Die deutsche Geschichte der sog. Kuba-Therapie gegen den Tunnelblick
Vorkommnisse in einem angeblich lt. dem Bundeskanzler "zivilisierten westlichen Land"

1990

hatte Frau Loibl in Kuba die Information bekommen, daß es auch in Deutschland eine Selbsthilfegruppe (DRPV) in dieser Sache gibt, auch die Adresse bekam sie in Kuba.

In ihrer Naivität, daß gerade diese Gruppe doch Hilfe brauche, informierte Frau Loibl auch diese, stellte nach einiger Zeit jedoch mit Entsetzen fest, daß der wissenschaft-liche Beirat der Gruppe schon längst vor ihr von dieser Therapiemöglichkeit auf Kuba erfahren, diese Sache jedoch den Betroffenen verschwiegen hatte.

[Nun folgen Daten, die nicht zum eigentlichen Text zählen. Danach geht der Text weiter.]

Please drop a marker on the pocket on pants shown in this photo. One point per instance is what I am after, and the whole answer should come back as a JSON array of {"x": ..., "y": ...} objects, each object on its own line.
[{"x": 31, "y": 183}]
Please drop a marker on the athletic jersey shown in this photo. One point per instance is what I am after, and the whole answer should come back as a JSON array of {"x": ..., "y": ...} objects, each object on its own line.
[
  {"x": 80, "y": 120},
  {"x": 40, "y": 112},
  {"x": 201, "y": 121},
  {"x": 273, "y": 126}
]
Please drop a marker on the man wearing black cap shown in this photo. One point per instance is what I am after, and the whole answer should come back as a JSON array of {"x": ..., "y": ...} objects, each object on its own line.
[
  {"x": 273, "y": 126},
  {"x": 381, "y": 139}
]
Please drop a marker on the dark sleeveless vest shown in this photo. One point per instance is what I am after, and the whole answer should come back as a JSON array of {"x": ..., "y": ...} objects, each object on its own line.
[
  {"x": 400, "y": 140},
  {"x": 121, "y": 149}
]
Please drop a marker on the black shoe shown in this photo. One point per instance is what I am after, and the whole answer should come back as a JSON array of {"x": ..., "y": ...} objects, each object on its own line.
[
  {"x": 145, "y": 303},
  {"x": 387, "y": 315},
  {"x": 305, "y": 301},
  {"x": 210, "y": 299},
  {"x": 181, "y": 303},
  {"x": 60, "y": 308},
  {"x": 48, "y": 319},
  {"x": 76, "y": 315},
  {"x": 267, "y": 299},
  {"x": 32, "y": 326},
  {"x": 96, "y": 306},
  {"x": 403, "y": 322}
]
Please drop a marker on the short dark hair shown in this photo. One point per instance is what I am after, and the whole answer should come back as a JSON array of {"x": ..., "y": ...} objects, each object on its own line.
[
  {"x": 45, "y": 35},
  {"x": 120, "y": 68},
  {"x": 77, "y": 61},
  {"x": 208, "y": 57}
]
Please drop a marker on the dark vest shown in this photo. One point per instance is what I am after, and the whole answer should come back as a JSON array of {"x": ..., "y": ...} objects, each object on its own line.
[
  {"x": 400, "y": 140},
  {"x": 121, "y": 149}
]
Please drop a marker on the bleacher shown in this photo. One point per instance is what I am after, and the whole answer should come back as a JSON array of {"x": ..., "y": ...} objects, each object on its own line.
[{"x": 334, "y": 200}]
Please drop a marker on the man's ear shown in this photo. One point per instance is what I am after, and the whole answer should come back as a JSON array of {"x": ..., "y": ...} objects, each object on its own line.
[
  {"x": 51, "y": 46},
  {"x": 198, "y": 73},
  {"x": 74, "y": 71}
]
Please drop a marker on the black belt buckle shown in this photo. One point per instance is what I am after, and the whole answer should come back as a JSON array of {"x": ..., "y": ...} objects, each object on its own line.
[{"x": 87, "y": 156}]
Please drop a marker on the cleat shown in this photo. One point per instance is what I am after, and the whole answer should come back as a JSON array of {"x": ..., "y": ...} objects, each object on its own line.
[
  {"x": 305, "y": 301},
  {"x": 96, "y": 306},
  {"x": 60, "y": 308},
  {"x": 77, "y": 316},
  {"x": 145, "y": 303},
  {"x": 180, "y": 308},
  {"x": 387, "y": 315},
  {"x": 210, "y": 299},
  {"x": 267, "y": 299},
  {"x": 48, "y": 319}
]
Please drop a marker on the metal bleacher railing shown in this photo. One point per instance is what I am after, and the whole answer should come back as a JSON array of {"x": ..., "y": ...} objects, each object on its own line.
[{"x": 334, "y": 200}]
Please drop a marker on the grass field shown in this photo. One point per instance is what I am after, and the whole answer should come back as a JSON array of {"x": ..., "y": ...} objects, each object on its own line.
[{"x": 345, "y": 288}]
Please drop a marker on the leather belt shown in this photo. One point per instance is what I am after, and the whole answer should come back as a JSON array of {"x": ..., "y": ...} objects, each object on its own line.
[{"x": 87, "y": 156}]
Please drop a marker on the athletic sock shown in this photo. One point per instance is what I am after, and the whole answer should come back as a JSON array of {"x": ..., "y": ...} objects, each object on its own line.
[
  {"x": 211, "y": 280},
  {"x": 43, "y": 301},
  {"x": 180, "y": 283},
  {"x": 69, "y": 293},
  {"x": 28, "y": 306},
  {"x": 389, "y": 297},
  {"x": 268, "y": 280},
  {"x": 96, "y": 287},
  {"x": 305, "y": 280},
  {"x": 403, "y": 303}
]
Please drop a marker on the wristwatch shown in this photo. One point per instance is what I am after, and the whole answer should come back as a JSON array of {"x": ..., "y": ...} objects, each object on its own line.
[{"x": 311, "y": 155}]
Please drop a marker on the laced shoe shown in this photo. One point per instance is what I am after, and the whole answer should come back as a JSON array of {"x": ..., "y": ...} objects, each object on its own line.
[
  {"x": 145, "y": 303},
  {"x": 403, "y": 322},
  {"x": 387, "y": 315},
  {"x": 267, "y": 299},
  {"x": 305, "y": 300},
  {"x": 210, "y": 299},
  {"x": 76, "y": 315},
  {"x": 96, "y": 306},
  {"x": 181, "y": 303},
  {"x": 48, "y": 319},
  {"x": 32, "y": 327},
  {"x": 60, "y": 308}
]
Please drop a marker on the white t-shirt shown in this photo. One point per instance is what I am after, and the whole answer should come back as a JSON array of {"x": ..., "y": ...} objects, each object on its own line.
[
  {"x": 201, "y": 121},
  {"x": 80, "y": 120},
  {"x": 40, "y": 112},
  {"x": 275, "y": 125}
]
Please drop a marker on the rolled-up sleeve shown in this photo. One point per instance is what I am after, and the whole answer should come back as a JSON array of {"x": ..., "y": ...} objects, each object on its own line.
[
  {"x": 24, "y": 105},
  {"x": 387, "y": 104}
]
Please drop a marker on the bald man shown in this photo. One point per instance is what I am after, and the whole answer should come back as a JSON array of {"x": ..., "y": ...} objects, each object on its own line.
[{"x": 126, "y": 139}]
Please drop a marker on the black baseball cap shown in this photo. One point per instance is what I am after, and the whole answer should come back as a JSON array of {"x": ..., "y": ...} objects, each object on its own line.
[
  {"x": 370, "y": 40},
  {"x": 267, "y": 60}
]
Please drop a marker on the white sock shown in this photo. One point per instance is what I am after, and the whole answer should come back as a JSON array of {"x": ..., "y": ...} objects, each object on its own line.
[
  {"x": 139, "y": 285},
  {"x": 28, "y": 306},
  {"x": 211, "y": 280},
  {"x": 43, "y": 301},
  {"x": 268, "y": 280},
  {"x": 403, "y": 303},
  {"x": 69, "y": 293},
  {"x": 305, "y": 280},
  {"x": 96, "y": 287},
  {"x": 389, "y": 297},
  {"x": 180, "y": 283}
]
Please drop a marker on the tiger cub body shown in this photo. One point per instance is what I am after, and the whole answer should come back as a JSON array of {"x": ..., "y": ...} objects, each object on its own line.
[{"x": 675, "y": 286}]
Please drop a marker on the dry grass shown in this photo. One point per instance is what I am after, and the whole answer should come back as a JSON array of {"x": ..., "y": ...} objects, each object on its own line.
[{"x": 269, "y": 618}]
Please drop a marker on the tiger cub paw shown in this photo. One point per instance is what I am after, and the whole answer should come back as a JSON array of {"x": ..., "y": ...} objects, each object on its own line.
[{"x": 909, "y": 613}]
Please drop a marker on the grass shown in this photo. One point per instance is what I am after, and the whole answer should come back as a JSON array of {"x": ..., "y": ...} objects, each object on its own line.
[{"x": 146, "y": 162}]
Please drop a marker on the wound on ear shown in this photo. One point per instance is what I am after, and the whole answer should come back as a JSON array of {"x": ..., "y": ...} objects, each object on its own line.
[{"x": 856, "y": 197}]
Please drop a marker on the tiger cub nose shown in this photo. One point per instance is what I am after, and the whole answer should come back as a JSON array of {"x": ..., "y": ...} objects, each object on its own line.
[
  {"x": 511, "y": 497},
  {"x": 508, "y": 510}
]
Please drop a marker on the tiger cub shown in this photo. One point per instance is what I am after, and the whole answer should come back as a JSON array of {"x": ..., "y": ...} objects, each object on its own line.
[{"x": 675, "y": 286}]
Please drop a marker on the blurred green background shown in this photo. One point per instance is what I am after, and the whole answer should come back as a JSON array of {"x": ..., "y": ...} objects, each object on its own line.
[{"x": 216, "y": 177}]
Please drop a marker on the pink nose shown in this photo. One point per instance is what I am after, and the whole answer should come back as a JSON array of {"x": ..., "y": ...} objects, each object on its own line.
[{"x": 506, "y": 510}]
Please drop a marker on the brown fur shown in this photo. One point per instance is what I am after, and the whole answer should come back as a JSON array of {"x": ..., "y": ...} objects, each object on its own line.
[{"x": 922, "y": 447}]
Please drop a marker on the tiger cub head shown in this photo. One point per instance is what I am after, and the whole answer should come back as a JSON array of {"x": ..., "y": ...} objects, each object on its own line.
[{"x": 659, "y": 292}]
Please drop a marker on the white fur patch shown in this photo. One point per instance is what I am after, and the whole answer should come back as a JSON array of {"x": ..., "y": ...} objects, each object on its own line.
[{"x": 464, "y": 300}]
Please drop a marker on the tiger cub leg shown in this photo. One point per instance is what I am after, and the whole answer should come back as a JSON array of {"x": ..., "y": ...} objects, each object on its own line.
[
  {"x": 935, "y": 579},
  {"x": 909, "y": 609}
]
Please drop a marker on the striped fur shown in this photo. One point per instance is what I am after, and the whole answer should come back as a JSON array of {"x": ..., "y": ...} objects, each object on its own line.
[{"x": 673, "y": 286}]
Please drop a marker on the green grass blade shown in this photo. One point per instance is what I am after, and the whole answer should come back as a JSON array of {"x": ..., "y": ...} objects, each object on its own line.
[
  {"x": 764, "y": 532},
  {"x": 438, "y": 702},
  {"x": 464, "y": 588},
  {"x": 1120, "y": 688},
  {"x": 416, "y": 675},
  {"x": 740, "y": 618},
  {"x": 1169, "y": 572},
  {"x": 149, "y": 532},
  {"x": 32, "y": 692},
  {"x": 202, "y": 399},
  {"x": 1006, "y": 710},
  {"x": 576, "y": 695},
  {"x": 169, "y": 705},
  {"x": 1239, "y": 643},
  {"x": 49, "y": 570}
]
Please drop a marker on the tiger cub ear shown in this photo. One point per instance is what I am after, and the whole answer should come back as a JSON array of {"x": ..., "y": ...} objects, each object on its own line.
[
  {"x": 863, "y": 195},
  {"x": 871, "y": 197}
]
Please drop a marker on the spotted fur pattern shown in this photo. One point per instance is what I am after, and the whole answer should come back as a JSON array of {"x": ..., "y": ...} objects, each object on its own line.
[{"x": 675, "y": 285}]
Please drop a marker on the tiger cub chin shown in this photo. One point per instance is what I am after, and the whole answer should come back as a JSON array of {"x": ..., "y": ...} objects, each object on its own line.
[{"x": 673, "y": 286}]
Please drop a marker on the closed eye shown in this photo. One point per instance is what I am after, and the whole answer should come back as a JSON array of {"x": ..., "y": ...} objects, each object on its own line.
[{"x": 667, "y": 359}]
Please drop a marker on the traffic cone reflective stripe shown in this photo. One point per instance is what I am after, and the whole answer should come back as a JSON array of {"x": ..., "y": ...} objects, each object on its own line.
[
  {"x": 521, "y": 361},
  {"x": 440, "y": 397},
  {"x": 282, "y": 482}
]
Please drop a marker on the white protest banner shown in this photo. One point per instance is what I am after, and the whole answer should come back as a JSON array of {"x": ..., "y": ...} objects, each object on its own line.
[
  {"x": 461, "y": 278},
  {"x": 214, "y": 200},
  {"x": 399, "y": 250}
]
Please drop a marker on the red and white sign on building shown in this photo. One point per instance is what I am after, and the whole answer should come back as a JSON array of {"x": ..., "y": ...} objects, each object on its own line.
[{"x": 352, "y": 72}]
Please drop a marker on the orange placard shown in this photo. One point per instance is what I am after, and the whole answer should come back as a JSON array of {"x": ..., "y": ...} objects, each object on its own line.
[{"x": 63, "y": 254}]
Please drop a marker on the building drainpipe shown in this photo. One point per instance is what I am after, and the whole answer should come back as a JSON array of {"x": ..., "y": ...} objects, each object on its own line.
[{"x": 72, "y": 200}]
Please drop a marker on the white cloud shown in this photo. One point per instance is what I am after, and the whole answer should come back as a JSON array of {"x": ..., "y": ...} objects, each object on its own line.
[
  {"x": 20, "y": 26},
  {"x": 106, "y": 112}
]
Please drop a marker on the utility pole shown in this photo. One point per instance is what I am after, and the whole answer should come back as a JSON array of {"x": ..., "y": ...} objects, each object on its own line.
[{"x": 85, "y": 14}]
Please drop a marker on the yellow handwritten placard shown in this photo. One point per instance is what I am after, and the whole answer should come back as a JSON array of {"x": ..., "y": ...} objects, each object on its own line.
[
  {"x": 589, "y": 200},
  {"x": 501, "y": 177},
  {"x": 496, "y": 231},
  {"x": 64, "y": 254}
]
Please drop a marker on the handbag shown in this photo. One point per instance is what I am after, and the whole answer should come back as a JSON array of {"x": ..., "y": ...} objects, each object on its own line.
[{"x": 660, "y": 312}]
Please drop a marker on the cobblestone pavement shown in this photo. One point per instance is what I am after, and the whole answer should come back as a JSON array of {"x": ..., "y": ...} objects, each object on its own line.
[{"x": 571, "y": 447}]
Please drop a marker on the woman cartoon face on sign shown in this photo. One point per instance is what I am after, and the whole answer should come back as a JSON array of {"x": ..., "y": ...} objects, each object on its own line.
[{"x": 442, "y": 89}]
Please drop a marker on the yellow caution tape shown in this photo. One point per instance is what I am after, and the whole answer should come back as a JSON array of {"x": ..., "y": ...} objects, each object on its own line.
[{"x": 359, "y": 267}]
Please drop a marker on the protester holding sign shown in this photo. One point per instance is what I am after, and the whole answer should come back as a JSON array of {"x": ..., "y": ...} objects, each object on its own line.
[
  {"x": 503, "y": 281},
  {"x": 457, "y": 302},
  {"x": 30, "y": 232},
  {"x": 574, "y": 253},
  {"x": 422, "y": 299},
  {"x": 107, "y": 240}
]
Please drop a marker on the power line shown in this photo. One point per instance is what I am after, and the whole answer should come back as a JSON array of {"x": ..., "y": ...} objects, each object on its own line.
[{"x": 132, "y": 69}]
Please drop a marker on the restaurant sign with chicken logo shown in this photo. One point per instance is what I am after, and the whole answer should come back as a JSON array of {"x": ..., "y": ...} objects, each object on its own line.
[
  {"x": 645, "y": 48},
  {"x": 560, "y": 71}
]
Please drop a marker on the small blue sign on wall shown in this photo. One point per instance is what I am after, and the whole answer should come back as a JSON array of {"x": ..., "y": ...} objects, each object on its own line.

Seit dieser Zeit, also seit über 13 Jahren, geht der Vorsitzende dieses wissenschaft-lichen Beirates, Prof. Eberhardt Zrenner mit allen Mitteln gegen diese Kuba-Therapie vor. Bereits am 6. Dezember 1990 (!) verkündete Prof. Zrenner mit dem Briefpapier der Eberhard-Karls-Universität Tübingen seine persönliche Meinung und schrieb an

  • alle Kassenärztlichen Vereinigungen,
  • den Berufsverband der Augenärzte,
  • den Vorständen der Deutschen Ophtalmologischen Augenärzte und der Gesellschaft,
  • die schweizerische und österreichische Retinitis Pigmentosa-Vereinigung,
  • den deutschen Blindenbund,
  • die Blindenverbände der 16 Bundesländer,
  • das Ministerium für Familie und Gesundheit
  • den Bundesverband der gesetzlichen Krankenkasse
  • den Bundesverband der privaten Krankenkassen
  • den Vorstand der DRPV (heute Pro Retina)

u n d

  • den Mitgliedern des wissenschaftlichen Beirats der DRPV - hier ist und war er der Vorstand, nicht nur Mitglied - also hat er an sich selbst geschrieben

Prof. Zrenner schrieb also am 6. Dezember 1990, daß die Kassen nicht zahlen sollten, da diese Therapie in Kuba wertlos sei. Er konnte - ohne daß er sich jemals über Therapie informiert hatte und auch nie einen Patienten vor und nach der Therapie untersucht hatte - dies feststellen, einfach göttlich. (Aber vielseitige Gutachten in Sachen Tunnelblick für Sozialgerichte kann Gott Zrenner trotzdem anfertigen!!!!)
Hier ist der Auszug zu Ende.